Date

These last couple of weeks, I've been practising effortless wonder. I've come to the conclusion that I'm OK at the wonder part, but the effortlessness leaves a lot to be desired.

Because of my questionable health, I have been paying more attention to my breath and the ways I am holding my breath and my muscles. I have discovered that I really do an awful lot of holding on and holding in. I put a lot more effort than is necessary into the simplest things, like washing up, or typing, or even just breathing. I seem to always be bracing myself against some unknown and unexpected disaster.

There are events from my childhood that explain a lot of this. But this strategy of self-defence that I learned three decades or more ago, is no longer serving me. In fact, I'm pretty sure it's a large contributing factor to making me ill. It is time to let go. I need to literally let go of all this tension.

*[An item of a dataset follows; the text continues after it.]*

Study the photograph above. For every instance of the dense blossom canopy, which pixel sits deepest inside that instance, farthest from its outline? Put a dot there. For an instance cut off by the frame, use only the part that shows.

I dream of a life for myself, and for all beings on this planet, that is open to wonder. A life that is brimful of gratitude for the beauty that surrounds us. I wish for us all to be daily renewed by wonder. But the tension that I hold in my body, and that many of us hold in this stressful life, is closing me down. I have, built a barrier against pain that is also a barrier against the deeper colours of beauty. What I need in order to let this barrier drop is a fundamental belief that I will be OK. I need to believe that the Web of Life will hold me, no matter what.

In order to thrive, I need this essential trust. So I went looking for it. My ancestors and my guiding spirits showed me many images of my true power. It was a journey filled with beauty and light. Eventually I came to the guide who teaches me, and I asked him if these images meant I would be OK in the end. His answer was another question: "How many people do you think get images of their own power as beautiful as this?"

I didn't even have time to feel flattered. The answer to that one is instantly clear: everybody, if only they would care to look. For some reason, this insight that everyone, and indeed every living thing (and I have a broad definition of 'living') is filled with that same powerful beauty, helps me feel safe. It allows me to relax into the threads of the web and know that it will hold me.

It also allows me to see each human being I meet as a peer and potential partner in the work of blessing this world. There is no longer any need to guard myself against them, or in some way compete with them. I can open my heart in wonder to the miracle of each life, human and otherwise. I can relax, and believe, with Julian of Norwich, that "All shall be well, and all shall be well, and all manner of thing shall be well."